REPORT: GREEN GRATTO RETIRED, AGAIN

Green Gratto
Green Gratto won the 2017 G3 Toboggan. Photo by NYRA.

New Jersey-bred millionaire Green Gratto returned from a 28-month layoff Sunday at Monmouth Park, ran last, and promptly returned to the retired life, the Daily Racing Form reported.

Green Gratto, a gelded son of Here’s Zealous, went off at 12.90-1 in the allowance/optional claiming contest for state-breds. After showing early foot, he gave way on the turn in the six-furlong contest and “jogged home,” the Equibase chart said.

Green Gratto won three graded stakes in his career en route to earning more than $1.1 million. But he concluded the main body of his career on a 12-race losing streak in 2017-2018. That streak came on the heels of the most productive stretch of his career, when, in the course of three races, he won the Grade 1 Carter Handicap and Grade 3 Toboggan.

Through the bulk of his career, Green Gratto toiled for trainer Gaston Grant, who co-owned the horse with his brother Anthony Grant. He concluded the bulk of his career after a third-place finish in an allowance/optional claimer April 19, 2018.

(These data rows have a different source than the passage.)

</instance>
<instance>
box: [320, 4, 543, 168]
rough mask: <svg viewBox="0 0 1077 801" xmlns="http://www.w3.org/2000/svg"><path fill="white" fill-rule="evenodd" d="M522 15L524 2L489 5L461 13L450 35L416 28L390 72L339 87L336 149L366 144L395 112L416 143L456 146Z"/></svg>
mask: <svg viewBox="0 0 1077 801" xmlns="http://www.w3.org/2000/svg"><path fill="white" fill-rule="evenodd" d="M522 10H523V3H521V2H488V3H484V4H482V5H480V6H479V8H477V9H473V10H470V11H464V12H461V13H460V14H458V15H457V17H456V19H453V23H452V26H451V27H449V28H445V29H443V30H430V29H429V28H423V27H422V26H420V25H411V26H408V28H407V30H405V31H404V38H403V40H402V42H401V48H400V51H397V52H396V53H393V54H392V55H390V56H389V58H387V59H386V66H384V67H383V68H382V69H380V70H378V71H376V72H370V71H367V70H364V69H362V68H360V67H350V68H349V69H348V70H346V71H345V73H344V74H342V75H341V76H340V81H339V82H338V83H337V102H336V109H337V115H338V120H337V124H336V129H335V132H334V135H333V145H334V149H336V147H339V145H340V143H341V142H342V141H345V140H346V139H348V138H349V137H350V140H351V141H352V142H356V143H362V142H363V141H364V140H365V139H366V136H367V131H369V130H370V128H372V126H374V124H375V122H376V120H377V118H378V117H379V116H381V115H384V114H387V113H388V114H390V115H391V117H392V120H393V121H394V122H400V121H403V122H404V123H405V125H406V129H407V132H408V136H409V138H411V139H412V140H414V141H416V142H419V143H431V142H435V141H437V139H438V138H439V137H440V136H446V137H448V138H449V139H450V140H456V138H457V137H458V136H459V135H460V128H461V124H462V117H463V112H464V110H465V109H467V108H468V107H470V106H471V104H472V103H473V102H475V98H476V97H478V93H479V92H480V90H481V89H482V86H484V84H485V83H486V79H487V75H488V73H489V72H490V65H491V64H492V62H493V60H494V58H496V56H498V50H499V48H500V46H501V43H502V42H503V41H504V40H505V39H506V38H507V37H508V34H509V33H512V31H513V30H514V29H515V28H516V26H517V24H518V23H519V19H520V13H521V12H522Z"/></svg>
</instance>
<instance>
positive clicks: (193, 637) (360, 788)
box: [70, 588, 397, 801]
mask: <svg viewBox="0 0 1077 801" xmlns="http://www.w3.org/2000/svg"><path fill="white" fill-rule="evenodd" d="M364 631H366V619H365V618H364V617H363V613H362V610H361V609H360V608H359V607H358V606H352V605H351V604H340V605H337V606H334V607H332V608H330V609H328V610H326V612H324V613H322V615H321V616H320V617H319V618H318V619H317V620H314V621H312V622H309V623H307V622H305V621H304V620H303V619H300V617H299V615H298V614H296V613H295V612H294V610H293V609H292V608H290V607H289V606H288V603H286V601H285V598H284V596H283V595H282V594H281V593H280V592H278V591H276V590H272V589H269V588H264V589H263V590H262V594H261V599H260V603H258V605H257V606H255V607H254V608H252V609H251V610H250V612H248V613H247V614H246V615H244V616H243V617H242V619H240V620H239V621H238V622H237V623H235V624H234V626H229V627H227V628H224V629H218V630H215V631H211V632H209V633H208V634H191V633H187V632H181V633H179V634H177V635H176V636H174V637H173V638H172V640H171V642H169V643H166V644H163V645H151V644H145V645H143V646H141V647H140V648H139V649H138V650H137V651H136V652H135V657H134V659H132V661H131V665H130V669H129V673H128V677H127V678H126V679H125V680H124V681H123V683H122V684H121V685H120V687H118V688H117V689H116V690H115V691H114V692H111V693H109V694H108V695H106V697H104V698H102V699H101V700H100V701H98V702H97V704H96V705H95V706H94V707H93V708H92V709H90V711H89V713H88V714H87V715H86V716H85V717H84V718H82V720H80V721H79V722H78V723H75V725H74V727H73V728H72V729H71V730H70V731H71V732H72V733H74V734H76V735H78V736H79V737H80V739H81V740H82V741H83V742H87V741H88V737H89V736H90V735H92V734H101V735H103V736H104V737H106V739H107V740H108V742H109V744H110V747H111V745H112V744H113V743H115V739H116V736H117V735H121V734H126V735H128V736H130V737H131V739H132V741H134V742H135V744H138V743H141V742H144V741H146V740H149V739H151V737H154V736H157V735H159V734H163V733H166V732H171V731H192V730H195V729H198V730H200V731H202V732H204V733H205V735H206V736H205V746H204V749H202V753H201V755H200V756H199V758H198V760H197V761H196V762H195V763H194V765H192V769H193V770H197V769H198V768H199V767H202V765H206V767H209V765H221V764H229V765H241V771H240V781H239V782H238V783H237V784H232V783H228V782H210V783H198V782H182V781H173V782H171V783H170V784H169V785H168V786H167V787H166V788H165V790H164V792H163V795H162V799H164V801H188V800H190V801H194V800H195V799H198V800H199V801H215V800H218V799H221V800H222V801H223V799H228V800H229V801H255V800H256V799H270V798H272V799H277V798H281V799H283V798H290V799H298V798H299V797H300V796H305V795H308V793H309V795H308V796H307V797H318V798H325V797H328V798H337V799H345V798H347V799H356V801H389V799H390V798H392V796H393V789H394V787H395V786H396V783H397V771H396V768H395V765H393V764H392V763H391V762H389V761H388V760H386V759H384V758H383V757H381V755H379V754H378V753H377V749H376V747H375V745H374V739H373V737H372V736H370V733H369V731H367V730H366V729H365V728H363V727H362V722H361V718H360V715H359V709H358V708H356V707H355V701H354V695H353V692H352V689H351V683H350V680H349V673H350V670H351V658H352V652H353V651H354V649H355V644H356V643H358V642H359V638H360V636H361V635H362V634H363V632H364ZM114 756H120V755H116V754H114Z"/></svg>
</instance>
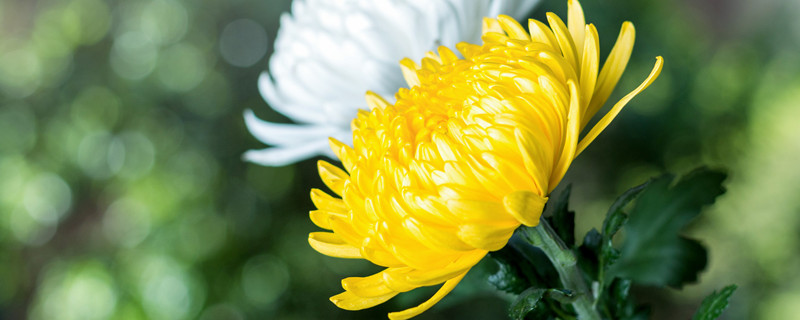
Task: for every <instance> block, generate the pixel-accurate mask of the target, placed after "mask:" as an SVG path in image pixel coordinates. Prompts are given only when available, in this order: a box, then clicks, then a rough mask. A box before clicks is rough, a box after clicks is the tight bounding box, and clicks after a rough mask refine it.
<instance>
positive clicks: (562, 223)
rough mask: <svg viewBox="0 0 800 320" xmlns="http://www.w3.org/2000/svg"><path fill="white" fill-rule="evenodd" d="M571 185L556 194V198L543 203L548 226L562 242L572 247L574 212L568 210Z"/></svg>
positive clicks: (573, 230)
mask: <svg viewBox="0 0 800 320" xmlns="http://www.w3.org/2000/svg"><path fill="white" fill-rule="evenodd" d="M571 192H572V185H567V186H566V187H565V188H564V191H561V193H560V194H559V195H558V199H555V201H553V200H554V199H550V201H548V202H547V204H546V205H545V206H546V207H545V215H547V216H548V218H547V220H548V221H549V222H550V226H551V227H552V228H553V230H555V231H556V234H558V236H559V237H560V238H561V240H562V241H564V243H565V244H566V245H567V246H569V247H570V248H572V246H574V245H575V212H574V211H570V210H569V195H570V193H571Z"/></svg>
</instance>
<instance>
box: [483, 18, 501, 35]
mask: <svg viewBox="0 0 800 320" xmlns="http://www.w3.org/2000/svg"><path fill="white" fill-rule="evenodd" d="M481 29H482V30H481V34H482V35H486V34H487V33H490V32H494V33H503V27H501V26H500V22H498V21H497V20H495V19H492V18H483V24H481Z"/></svg>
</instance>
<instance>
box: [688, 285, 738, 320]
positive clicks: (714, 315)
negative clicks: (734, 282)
mask: <svg viewBox="0 0 800 320" xmlns="http://www.w3.org/2000/svg"><path fill="white" fill-rule="evenodd" d="M734 291H736V285H735V284H732V285H729V286H727V287H725V288H723V289H722V290H720V291H719V292H716V291H714V292H713V293H711V294H710V295H708V297H706V298H705V299H703V303H702V304H700V309H698V310H697V313H695V314H694V317H692V320H714V319H716V318H719V316H720V315H722V311H725V309H726V308H727V307H728V300H729V299H730V298H731V295H733V292H734Z"/></svg>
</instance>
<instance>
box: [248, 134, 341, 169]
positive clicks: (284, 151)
mask: <svg viewBox="0 0 800 320" xmlns="http://www.w3.org/2000/svg"><path fill="white" fill-rule="evenodd" d="M317 155H324V156H328V157H331V158H332V157H333V155H332V152H331V151H330V146H329V145H328V139H327V138H326V139H323V140H318V141H314V142H309V143H305V144H298V145H294V146H282V147H272V148H266V149H262V150H249V151H247V152H245V153H244V155H243V156H242V158H243V159H244V160H245V161H249V162H253V163H257V164H260V165H264V166H274V167H280V166H285V165H289V164H292V163H295V162H297V161H300V160H304V159H308V158H311V157H314V156H317Z"/></svg>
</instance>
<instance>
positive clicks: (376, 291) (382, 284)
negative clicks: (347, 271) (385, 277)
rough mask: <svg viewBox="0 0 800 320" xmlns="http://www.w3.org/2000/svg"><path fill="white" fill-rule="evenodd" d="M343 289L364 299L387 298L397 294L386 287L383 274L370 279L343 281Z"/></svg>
mask: <svg viewBox="0 0 800 320" xmlns="http://www.w3.org/2000/svg"><path fill="white" fill-rule="evenodd" d="M342 288H344V290H345V291H348V292H351V293H353V294H354V295H357V296H359V297H362V298H370V297H378V296H385V295H388V294H392V293H395V294H396V292H395V291H394V290H392V289H389V287H387V286H386V282H385V281H384V280H383V272H378V273H376V274H373V275H371V276H368V277H349V278H345V279H343V280H342Z"/></svg>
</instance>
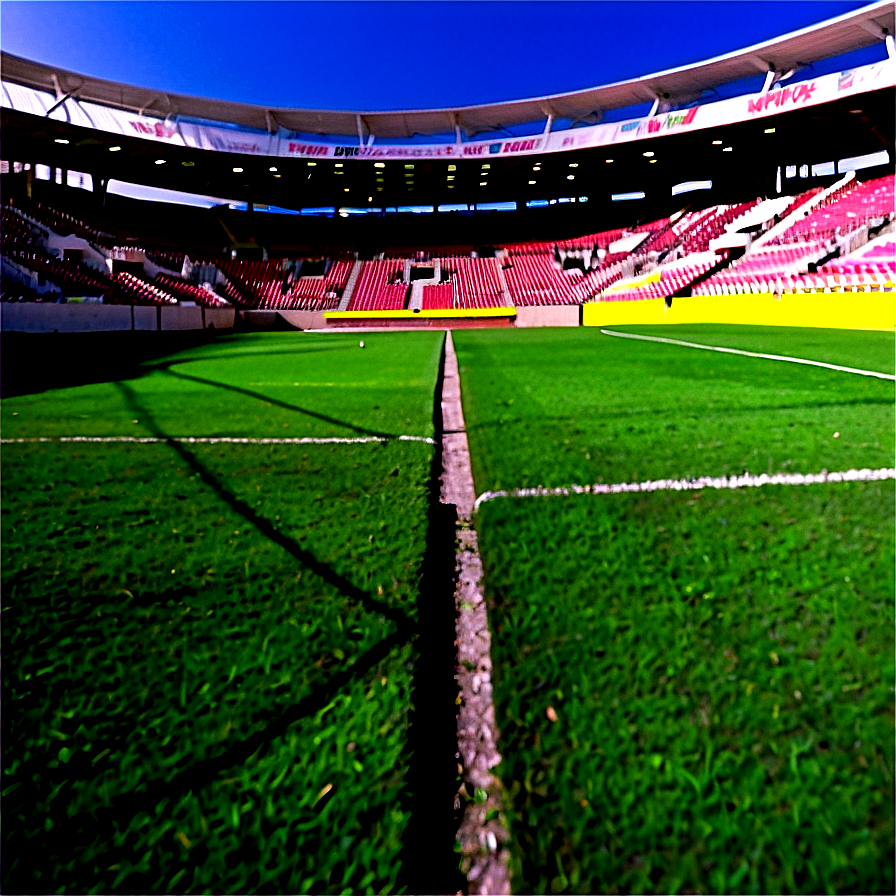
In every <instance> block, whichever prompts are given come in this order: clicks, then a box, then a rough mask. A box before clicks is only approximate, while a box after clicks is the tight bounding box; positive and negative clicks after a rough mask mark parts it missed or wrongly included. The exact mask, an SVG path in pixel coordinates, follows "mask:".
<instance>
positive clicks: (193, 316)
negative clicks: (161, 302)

He was sold with the intention of turning him into a stallion, but that effort failed; Green Gratto proved to be infertile. His owners, Norman and Liz Wilson, who race as Oakleaf Farm, said that the horse grew dispirited with farm life, which spurred them to return him to the track.

But that effort had critics, who pointed out the risk both to the 10-year-old horse, who’d been away from racing for more than two years, and to the industry itself, which would have borne the brunt of criticism had something gone awry.

Fortunately for both horse and industry, nothing did go awry. Jockey Hector Diaz, Jr. protected the horse rather than persevere with him, and the Kathleen O’Connell trainee will now — for good, perhaps — move onto the next phase of his life.